Chevron will increase Permian spending from $2 billion now to pre-Covid levels of $4 billion annually “over the course of the next several years,” Breber said, but the company will not increase drilling in the Permian this year. It is currently running about five rigs in the Permian with two completion crews, down from just under 20 a year ago.
“Although prices are up and underlying fundamentals are strengthening and recovering, we’re not out of the woods yet,” Breber said. “So this year we’re going to stick with our budget.”
Exxon Chief Executive Darren Woods recently said the company would use additional profits to reduce debt instead of funding more drilling.
Exxon had seven Permian rigs drilling at the start of March and said it expects to keep seven to 10 at work this year, down sharply from 60 at this time last year.
Both companies are likely to increase Permian spending next year, said Stewart Glickman, energy equity analyst at CFRA Research.

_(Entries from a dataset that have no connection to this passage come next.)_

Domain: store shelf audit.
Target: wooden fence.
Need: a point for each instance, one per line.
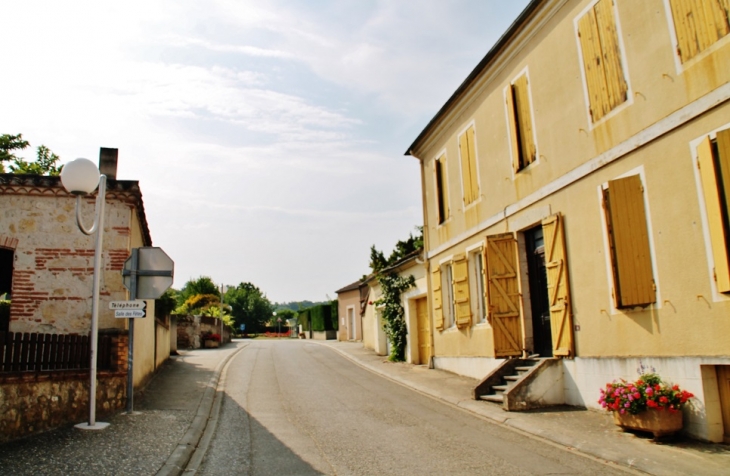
(34, 352)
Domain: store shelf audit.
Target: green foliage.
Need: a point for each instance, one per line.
(45, 163)
(249, 306)
(393, 313)
(202, 285)
(166, 304)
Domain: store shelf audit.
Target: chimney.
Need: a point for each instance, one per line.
(108, 162)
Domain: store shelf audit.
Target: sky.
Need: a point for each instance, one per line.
(268, 138)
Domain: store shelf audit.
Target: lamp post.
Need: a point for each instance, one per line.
(81, 177)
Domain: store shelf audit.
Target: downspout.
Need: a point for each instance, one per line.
(425, 254)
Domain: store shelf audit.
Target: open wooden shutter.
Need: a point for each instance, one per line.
(466, 180)
(513, 128)
(504, 294)
(461, 291)
(712, 180)
(438, 312)
(556, 264)
(633, 274)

Five shale companies are driving the recovery through drilling: EOG, Pioneer Natural Resources, Occidental Petroleum, Devon Energy and ConocoPhillips, said Artem Abramov, analyst at Rystad Energy, who also cited activity by smaller, privately owned operators. Producers are also completing backlogs of unfinished wells.
However, output is unlikely to increase dramatically, due to the swift decline rates for shale wells.
“We would need three months of oil prices sustained at current levels followed by six months of drilling activity before production begins to climb higher on a sustained basis,” said Peter McNally at Third Bridge.
Exxon and Chevron are not the only producers keeping spending down. Many shale companies have hedged a majority of expected 2021 oil production at an average price below $45 a barrel, well below current market prices, Enverus’ Andy McConn said. The hedges reduce exposure to the recent increase in oil prices, discouraging near-term growth.